La strada che Romedio percorse, assieme ai suoi discepoli-servitori Abramo e David, da Thaur a Trento e, dopo l’intermezzo del pellegrinaggio a Roma, fino all’orrida gola della val di Non dove si stabilì, divenne una delle più importanti Vie Sacre del Tirolo storico. Da Sankt Georgenberg, il selvaggio e scenografico santuario della Inntal, alter ego di quello noneso, dove Romedio si inginocchiò al cospetto dell’effige della Madonna e di san Giorgio prendendo la fatidica decisione di abbandonare fama e ricchezza per farsi eremita, fino all’Anaunia, la strada percorsa attraverso la terra in montanis è il frutto di una millenaria stratificazione di storie, leggende, idee, visioni, speranze, sogni, di morte e di rinascita. Quando Romedio uscì dal portale del suo castello di Thaur, di cui rimangono oggi soltanto alcune mura, fermandosi a pregare nella sottostante chiesa di san Vigilio – Thaur faceva parte della diocesi di Bressanone ma l’elezione dei parroci spettava alla curia tridentina, com’è piccolo il mondo – non sapeva di compiere un pellegrinaggio-ricerca che lo avrebbe posto, per la devozione popolare, all’interno di un mondo leggendario. Un mondo fatto di piste preistoriche e di vie imperiali, strade del sale, del ferro, del pane, del vino, ecc. Di villaggi alpini nati in territori liminari, ai confini tra terra, acqua e cielo, luoghi di passaggio di eserciti, vagabondi, pellegrini, cavalieri, straccioni, e luoghi di transito per streghe, stregoni, orchi, diavoli e angeli scomunicati. 

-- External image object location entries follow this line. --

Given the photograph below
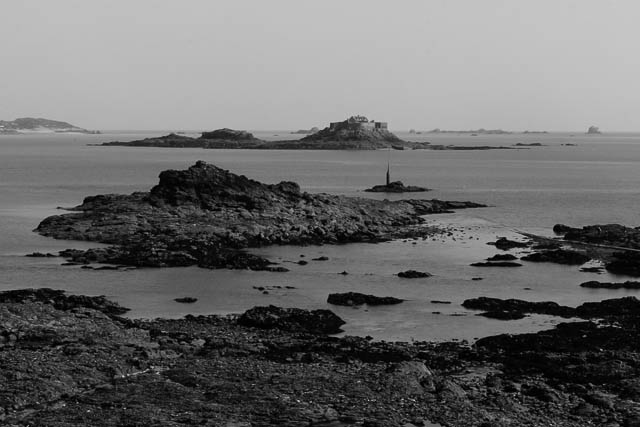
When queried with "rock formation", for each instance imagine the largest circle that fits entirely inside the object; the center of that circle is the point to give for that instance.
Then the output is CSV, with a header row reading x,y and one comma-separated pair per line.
x,y
350,299
396,187
30,124
207,216
74,365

Attraversare le montagne, percorrere le valli, per Romedio è prima di tutto una prova morale, un pellegrinaggio attraverso emozioni e valori, una tappa verso il regno di Dio, un cammino dall’inferno al cielo perché la montagna, con i suoi paesaggi così contrastanti e la sua drammatica verticalità, è il luogo d’elezione di questa cosmogonia mitica e infera. Con sullo sfondo il desiderio fantastico, caro a quei secoli, di un monde bestorné, di un mondo alla rovescia, dove i poveri sono ricchi, gli animali parlano con gli uomini, i santi scendono dal cielo per aiutare la gente.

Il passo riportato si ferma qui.